Too often the sheer dollars and cents of baby-murder is ignored or is placed in other places. People look at the profiteering of the abortion industry. People talk about the hedonism of women (and men) who are able to live their dreams because they’re unencumbered with the cost and responsibility of caring for or raising a child…or presumably giving him or her up for adoption.

But let’s not forget the other economic aspect: the incentive for big-business to disincentivize pregnancy and incentivize abortion. Now, certainly, as I wrote about just the other day in a piece called, Call Me Offred, all nations have a deep and vested interest in having a large population. So, nations that are not overpopulated have a strong incentive to institute pronatalist policies. But business can afford to be shortsighted, and in many ways, businesses NEED to be shortsighted because businesses have to make a profit pretty much every year or things get dicey. In other words, businesses have a much shorter window and have a lot more hard realities to face. Businesses can’t print money – I mean, they CAN, but I think it’s illegal. Governments can. Business have to make a profit – Governments don’t.

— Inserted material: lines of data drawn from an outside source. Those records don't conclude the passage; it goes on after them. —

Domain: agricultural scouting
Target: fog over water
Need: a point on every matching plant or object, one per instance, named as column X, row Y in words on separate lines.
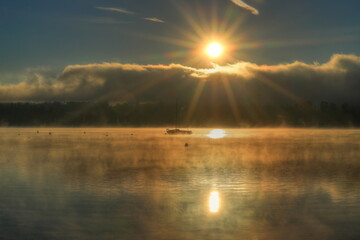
column 99, row 183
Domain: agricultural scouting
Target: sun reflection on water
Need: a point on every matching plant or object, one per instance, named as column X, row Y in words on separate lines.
column 217, row 133
column 214, row 202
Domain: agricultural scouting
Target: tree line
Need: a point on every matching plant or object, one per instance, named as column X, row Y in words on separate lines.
column 184, row 114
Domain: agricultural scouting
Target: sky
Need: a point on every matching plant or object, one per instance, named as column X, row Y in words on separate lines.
column 41, row 40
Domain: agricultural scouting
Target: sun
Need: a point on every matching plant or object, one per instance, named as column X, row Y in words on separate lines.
column 214, row 50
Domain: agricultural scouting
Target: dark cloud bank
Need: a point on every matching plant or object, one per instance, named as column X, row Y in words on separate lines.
column 337, row 81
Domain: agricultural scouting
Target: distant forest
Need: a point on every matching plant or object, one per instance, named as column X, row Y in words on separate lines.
column 145, row 114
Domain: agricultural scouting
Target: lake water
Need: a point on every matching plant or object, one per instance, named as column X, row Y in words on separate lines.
column 142, row 184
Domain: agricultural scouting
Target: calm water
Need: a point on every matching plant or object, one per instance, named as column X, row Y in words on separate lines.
column 142, row 184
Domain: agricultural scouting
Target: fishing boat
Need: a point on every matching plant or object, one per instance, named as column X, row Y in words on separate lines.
column 177, row 131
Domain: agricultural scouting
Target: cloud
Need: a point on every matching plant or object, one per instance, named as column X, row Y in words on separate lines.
column 240, row 3
column 155, row 20
column 103, row 20
column 338, row 80
column 119, row 10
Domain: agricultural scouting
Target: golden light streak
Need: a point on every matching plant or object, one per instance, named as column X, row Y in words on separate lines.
column 217, row 134
column 214, row 202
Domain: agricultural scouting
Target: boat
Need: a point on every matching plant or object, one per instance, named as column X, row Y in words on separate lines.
column 177, row 131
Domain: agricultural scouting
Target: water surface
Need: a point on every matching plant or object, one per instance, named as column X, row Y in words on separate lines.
column 142, row 184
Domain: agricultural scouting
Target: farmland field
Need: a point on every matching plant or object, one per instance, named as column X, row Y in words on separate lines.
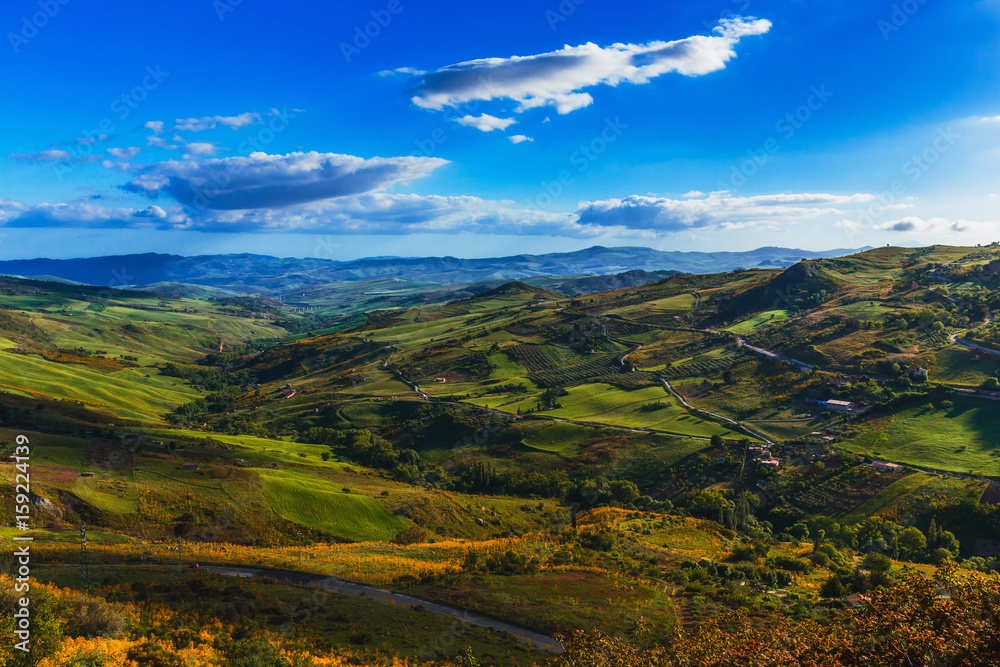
column 961, row 438
column 310, row 502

Businesses are answerable to shareholders ALL THE TIME and they can go bankrupt and dissolve – Governments tend to not just go bankrupt and dissolve…even if they are bankrupt.

The love of money, here, reasserts itself as the root of all kinds of evil, including promoting abortion in the workplace, and working hand-in-glove with government to keep women chained to their desks while claiming that their shattering the shackles that keep them chained at home.

For the first time in a long time, there is an issue where Liberal Feminists and Conservative Christians can take the same policy position for the same reasons. Opposing the Equality Act is one of them. This bill is evil, anti-woman, anti-moral, anti-life, and anti-Christian. As Christians we need to know about and understand what’s happening in our society and how deep the roots of this evil go. And then we need to take action.